On a diverse suite (e.g., Caltech101, CIFAR-10, DTD, Food101, Flowers102, Stanford Cars), top-1 average accuracy with Wukong_ViT-L is 73.0% (Gu et al., 2022), SigLIP2-B/32 with DanQing is 65.4% (vs. Wukong 63.5%, English LAION 57.8%) (Shen et al., 15 Jan 2026), ViT-H/14 variant of Chinese CLIP reaches 62.3% (Yang et al., 2022).

Cross-Modal Image–Text Retrieval:

Recall@1 for Text→Image on MUGE is 54.8% for DanQing (SigLIP2-B/32) vs. 38.3% for Wukong (Shen et al., 15 Jan 2026).
AIC-ICC mean recall reaches 71.6% for Wukong_ViT-L (zero-shot), 40.6% for ERNIE-ViL 2.0, both outperforming prior SOTA by >5–12 percentage points (Gu et al., 2022, Shan et al., 2022).
Fine-tuned retrieval metrics show further gains, with Chinese CLIP ViT-H/14 achieving Text→Image R@1 = 81.5% on COCO-CN (Yang et al., 2022).

Video–Language Tasks:

On human-annotated Youku-mPLUG benchmarks, mPLUG-video reaches 80.5% Top-1 category accuracy and sets new CIDEr SOTA (68.9) in video captioning; classification gains post–pre-training are up to +23.1% (Xu et al., 2023).

LMM-based Evaluation:

When serving as vision encoder in LMM frameworks (e.g., LLaVA-NeXT), DanQing-based models deliver top LMM accuracy (50.1%) on Chinese multimodal benchmarks (Shen et al., 15 Jan 2026).

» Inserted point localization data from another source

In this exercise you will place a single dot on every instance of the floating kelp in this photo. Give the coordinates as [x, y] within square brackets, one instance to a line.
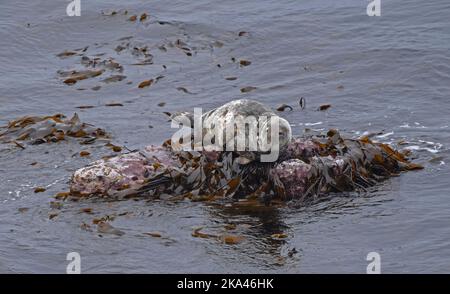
[46, 129]
[307, 168]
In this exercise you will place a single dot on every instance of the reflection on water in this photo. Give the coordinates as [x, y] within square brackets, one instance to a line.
[386, 77]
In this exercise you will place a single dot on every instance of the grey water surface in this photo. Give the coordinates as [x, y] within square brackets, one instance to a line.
[387, 74]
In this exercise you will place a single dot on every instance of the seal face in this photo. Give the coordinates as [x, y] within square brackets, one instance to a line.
[245, 125]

5. Innovations, Insights, and Current Limitations

Key Chinese VLP innovations include:

Dataset freshness (DanQing): Temporal recency (2024–25 data) yields superior generalization to emerging Chinese concepts and events (Shen et al., 15 Jan 2026).
Multi-view supervision (ERNIE-ViL 2.0): Combining multiple textual/visual object-tag views outperforms single-view dual-encoders by up to +2.3 Recall@K (Shan et al., 2022).
Locked-image tuning: Efficiently adapts high-resource English vision towers to Chinese tasks with minimal training disruption (Yang et al., 2022, Gu et al., 2022).
Feature-map distillation: Enables deployment of competitive Chinese/English VLP models on memory–constrained hardware (Zhang et al., 2024).

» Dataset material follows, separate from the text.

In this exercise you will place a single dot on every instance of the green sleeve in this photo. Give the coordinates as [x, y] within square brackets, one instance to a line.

Persisting limitations include:

Token/reduction granularity trade-offs: Fine-grained FILIP-style alignment boosts patch–word matching but incurs O(n₁·n₂) cost; reduction layers mitigate but may limit ultimate alignment (Gu et al., 2022).
Dual-encoder ceiling: Pooling undermines complex reasoning and fine-grained token–region alignment compared to cross-encoder alternatives (Shan et al., 2022).
Generative instability: ERNIE-ViLG’s unified generative transformer, while advancing bidirectional capacity, suffers instability at extreme scale for end-to-end text→image (Zhang et al., 2021).
Data scale plateau: While expansion beyond 100M pairs continues to help, returns may slow beyond certain thresholds absent further innovation in domain coverage or multimodal alignment (Yang et al., 2022, Shan et al., 2022).

6. Future Directions

Ongoing and anticipated areas of development include:

Extending multi-view/object-tag approaches to cross-encoder architectures for richer token–patch reasoning (Shan et al., 2022).
Scalable, fully end-to-end bidirectional generative pre-training harnessing stabilized VQ frameworks and adaptive masking (Zhang et al., 2021).
Incorporation of additional modalities: Audio, video, and scene text recognition to build general-purpose Chinese multimodal LLMs (Xu et al., 2023, Shen et al., 15 Jan 2026).
Dynamic view weighing and sample-specific supervision composition for improved alignment in noisy or long-tail Chinese data (Shan et al., 2022).
Efficient, lightweight VLP models for edge deployment with feature map distillation and mixed-modality compression (Zhang et al., 2024).
Integration with advanced LMM pipelines for zero-shot instruction-following and open-domain question answering in Chinese (Xu et al., 2023, Shen et al., 15 Jan 2026).
Temporal and dialectal robustness—actively curating datasets with high coverage of contemporary events, regional expressions, and emerging Chinese subcultures (Shen et al., 15 Jan 2026).

Chinese vision-language pre-training, driven by continual advances in dataset construction, alignment strategies, and scalable contrastive/generative objectives, anchors a new wave of language-centric multimodal AI for the Sinosphere and provides templates for generalizing VLP beyond English.